Romagna autonoma, Bonaccini frena. "Idea surreale" / SONDAGGIO

Il presidente della Regione contro la proposta della Lega. "Ma più aunomia gestionale premierebbe chi è virtuoso e con i conti in ordine"

Il governatore Stefano Bonaccini durante lo sbarco degli scrittori a Cervia

Il governatore Stefano Bonaccini durante lo sbarco degli scrittori a Cervia

Bologna, 24 agosto 2017 - Presidente Stefano Bonaccini, la Lega Nord chiede un referendum sull’autonomia fiscale regionale e sull’indipendenza della Romagna. Secondo lei la Romagna è una regione? «La Lega qui ha gettato la maschera. Altro che autonomia: vuole separare l’Emilia dalla Romagna. Proposta legittima, ma a mio parere semplicemente surreale». 

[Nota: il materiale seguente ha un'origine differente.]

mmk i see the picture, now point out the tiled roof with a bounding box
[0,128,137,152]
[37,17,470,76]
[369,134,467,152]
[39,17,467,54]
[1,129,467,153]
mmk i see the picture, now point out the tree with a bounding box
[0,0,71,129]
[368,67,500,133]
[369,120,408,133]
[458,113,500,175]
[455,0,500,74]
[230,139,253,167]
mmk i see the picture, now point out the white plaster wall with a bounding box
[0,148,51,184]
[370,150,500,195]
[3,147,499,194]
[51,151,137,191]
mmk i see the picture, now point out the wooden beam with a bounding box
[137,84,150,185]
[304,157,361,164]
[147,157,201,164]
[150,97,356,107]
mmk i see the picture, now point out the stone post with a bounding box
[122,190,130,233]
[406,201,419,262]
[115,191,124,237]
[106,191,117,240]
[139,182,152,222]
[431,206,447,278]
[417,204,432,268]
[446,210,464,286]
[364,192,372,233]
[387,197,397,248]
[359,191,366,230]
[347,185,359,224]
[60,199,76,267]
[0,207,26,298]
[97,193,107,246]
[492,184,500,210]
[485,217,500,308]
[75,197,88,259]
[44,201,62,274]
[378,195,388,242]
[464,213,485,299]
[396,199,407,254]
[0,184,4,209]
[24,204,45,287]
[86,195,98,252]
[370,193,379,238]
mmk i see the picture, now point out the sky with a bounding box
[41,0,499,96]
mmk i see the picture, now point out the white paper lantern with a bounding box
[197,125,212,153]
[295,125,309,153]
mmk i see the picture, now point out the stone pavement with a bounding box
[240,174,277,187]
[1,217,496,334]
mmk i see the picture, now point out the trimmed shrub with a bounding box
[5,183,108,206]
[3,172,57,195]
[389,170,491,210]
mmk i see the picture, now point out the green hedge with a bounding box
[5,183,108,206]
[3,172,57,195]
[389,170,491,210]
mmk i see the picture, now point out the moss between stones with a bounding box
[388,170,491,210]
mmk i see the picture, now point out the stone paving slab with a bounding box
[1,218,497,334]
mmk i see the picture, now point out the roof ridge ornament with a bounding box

Il commento - Chiediamoci piuttosto se esiste l'Emilia

Perché? I romagnoli si sentono diversi dai cugini emiliani.  «Assieme, Emilia e Romagna mettono in campo tali e tante eccellenze e potenzialità che ci fanno competere con i territori più avanzati del mondo. Separate sarebbero entrambe più deboli».

Però c’è la questione identitaria. Anche Dante Alighieri parlò di Romagna come regione a sé stante, ricordano i più fieri. «Mi passi la battuta, ma sono convinto che oggi persino Dante mi darebbe ragione. Peraltro a inizio legislatura abbiamo ridotto i costi della politica, e oggi la Lega col suo progetto vuole raddoppiarli».

Non è che, come dice la Lega, avete paura dell’effetto ‘Brexit’ dando il voto in mano ai romagnoli? «Nutro seri dubbi che, pur a distanza di pochi mesi, la maggioranza dei britannici tornerebbe a esprimersi allo stesso modo... ma sono pronto a lanciare una sfida molto semplice ai leghisti».

Quale? «Tra due anni si vota per la Regione. Se quella di oggi non è solo propaganda, si presentino alle elezioni con la proposta scritta, così i cittadini si potranno esprimere».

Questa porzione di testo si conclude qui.